Despite Google’s rules, a Media Matters review found multiple products on the Play Store promoting the QAnon and “plandemic” conspiracy theories. Almost none of these products appear to have been available for purchase or download before November 2020.
One product, an app called Radio Qanon, appears to be Romanian and describes itself in that language as “a radio addressed to patriots everywhere with music for all tastes, join our community and be a true patriot, don't forget we also have a dedication program!” The app was apparently “updated” this past March and has been downloaded at least 500 times. The Play Store page for Radio Qanon features an image of a flaming letter “Q,” and the app’s website openly pushes QAnon. It is one of the very first apps listed on Play Store when searching “qanon.” (The app’s site also lists its Facebook page which explicitly promotes QAnon, despite Facebook’s supposed crackdown on the conspiracy theory.)

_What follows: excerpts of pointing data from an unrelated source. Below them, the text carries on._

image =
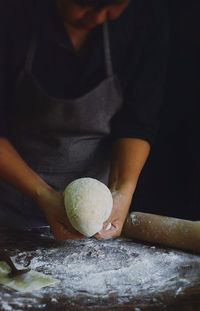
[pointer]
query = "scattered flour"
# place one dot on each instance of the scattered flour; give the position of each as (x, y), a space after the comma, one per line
(93, 269)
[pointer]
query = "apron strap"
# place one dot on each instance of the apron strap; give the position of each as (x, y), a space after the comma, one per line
(31, 54)
(108, 59)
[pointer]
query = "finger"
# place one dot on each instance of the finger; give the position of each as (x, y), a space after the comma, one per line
(109, 234)
(61, 233)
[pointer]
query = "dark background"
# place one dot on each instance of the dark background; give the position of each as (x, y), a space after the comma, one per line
(170, 182)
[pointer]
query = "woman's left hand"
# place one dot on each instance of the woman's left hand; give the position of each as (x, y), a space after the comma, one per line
(121, 204)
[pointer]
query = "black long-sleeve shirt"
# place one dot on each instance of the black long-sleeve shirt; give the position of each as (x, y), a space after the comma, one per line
(139, 46)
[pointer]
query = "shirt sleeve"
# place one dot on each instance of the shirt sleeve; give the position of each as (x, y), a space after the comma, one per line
(139, 116)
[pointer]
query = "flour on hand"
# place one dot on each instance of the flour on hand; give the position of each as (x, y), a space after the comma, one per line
(88, 204)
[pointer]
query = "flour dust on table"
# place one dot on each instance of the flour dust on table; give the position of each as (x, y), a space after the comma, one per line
(113, 270)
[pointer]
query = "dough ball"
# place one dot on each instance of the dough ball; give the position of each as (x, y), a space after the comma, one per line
(88, 204)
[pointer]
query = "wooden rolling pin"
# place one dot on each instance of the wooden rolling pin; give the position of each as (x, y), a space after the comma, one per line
(173, 232)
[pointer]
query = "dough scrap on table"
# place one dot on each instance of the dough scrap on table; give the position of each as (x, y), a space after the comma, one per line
(27, 282)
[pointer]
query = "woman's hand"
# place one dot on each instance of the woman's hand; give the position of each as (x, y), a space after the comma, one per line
(121, 204)
(52, 204)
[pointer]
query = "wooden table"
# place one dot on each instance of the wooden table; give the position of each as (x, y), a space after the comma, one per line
(102, 275)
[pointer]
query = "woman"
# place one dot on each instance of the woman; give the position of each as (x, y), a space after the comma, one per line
(81, 87)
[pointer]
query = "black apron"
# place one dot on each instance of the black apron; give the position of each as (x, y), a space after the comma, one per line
(60, 139)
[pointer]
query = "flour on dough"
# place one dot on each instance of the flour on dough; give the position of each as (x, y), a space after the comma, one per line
(88, 204)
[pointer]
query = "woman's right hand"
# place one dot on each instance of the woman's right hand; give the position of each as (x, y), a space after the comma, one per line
(52, 204)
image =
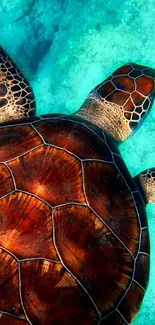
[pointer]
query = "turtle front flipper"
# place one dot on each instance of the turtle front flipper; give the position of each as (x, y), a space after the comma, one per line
(16, 95)
(120, 103)
(146, 184)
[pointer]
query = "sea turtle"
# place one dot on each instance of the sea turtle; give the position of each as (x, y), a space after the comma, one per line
(74, 243)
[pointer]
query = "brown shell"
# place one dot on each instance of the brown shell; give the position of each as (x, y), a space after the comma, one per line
(74, 246)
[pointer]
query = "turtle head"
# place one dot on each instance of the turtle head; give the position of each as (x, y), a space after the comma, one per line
(16, 96)
(120, 103)
(146, 184)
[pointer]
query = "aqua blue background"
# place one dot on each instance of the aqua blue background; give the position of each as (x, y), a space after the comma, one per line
(65, 48)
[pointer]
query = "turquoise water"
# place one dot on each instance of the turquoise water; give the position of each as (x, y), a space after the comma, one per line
(65, 48)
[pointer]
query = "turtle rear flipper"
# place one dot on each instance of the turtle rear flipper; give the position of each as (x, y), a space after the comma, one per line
(16, 95)
(146, 184)
(119, 104)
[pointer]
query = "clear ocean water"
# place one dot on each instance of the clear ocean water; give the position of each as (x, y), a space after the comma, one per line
(65, 48)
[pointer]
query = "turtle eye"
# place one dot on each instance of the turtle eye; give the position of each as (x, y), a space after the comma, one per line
(132, 87)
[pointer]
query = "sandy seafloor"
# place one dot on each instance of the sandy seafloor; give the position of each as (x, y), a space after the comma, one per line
(65, 48)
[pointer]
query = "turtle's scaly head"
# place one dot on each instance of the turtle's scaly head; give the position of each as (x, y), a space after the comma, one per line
(16, 96)
(120, 103)
(146, 180)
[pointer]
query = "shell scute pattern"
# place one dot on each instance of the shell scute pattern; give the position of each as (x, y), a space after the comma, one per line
(63, 244)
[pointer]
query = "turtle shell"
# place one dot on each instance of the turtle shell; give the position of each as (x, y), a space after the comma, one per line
(74, 245)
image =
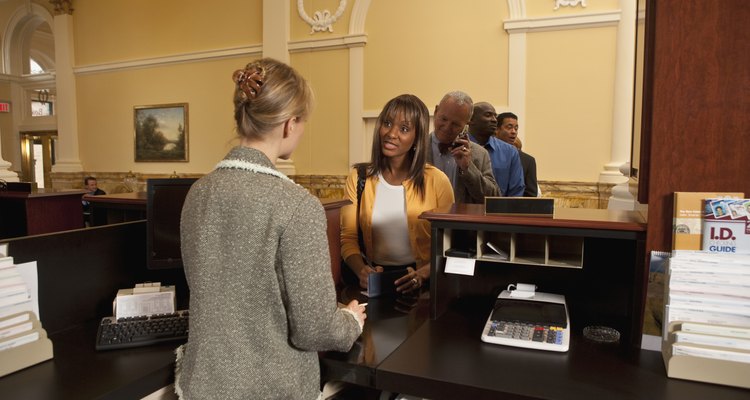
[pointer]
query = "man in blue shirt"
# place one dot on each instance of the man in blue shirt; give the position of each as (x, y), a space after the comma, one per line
(506, 164)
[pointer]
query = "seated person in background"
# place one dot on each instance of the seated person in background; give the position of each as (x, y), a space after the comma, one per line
(89, 184)
(507, 131)
(399, 186)
(506, 164)
(466, 163)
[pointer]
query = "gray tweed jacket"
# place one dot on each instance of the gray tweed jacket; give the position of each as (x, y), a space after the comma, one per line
(262, 299)
(478, 181)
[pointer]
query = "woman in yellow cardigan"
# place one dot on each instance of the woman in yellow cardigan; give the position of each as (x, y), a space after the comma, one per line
(399, 186)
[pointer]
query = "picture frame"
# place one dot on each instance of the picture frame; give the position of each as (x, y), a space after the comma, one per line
(161, 133)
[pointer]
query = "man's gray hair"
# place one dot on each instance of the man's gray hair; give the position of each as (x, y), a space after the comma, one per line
(460, 98)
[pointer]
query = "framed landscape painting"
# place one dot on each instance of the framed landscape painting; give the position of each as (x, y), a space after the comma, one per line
(161, 132)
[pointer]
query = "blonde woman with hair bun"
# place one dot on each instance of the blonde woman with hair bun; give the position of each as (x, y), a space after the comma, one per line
(256, 258)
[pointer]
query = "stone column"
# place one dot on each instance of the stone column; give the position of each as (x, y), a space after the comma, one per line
(68, 159)
(5, 173)
(276, 16)
(622, 117)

The other products found in the review are books, which users pay to order from the Play Store -- and Google takes a cut of the revenue for these products.
One book is called QANON: How the Deep State Control Your Mind. The Battle Against Conspiracy Theory. The New World Order; Illuminati Hijacked The World. The Great Awakening! The Story Behind Trump, Obama and others. The product, which is being sold on the Play Store both as an ebook (published in April) and as an audiobook (published last November), claims in its product description: “Q wants you to be informed. He wants you to know what is happening in the world around you, and he wants you to see through the blatant lies that mainstream media is trying to force-feed you.” It is also one of the first books listed when searching “qanon” on Google’s Play Store, even ahead of one actually reporting on and debunking the conspiracy theory.
In addition, the Play Store offers two editions of a Korean-language QAnon ebook, called Q Drop and Q Drop 01, which came out in April and June and appear to be a collection of posts from “Q,” the central figure in the conspiracy theory.
Another ebook listed in the Play Store, called Plandemic: Exposing the Greed, Corruption, and Fraud Behind the COVID-19 Pandemic, claims in its product description, “This pandemic didn’t come about by chance. It was a carefully orchestrated and planned event—a plandemic.”
Another ebook available through the Play Store, listed as being published last December, is called The Reset -- a reference to the “Great Reset” conspiracy theory “about an authoritarian socialist world government run by powerful capitalists and politicians.” Its product description claims, “The second thing is that the not so coincidental Covid-19 Plandemic gives these psychopaths the opportunity to try out some controlling and political psychological operations on the general population.” The book has multiple chapters calling COVID-19 and the coronavirus a “hoax” (along with chapters titled “Rothschild Zionism and the New World Order” and “Jewish and Zionist influence on Freemasonry”).
And yet another ebook, this one in Spanish and published last November, is called PLANDEMIA 2020: Toda la verdad sobre el plan de exterminio mundial, or “Plandemic 2020: The whole truth about the world extermination plan.”
The presence of these products on the Play Store -- and Google’s profiting from them -- fits with the company’s pattern of struggling to enforce its own rules against misinformation and violent conspiracy theory content. Previously, Google had failed to remove multiple apps on the Play Store dedicated to sharing Q posts, and took months to remove them even after Media Matters reported on them. And other apps promoting QAnon were still offered on the Play Store afterward along with apps promoting conspiracy theory outlet Infowars, which Google had also claimed to ban. Despite clear signs that the conspiracy theory content on its Play Store was a problem, Google only removed some of those apps after Media Matters’ reporting.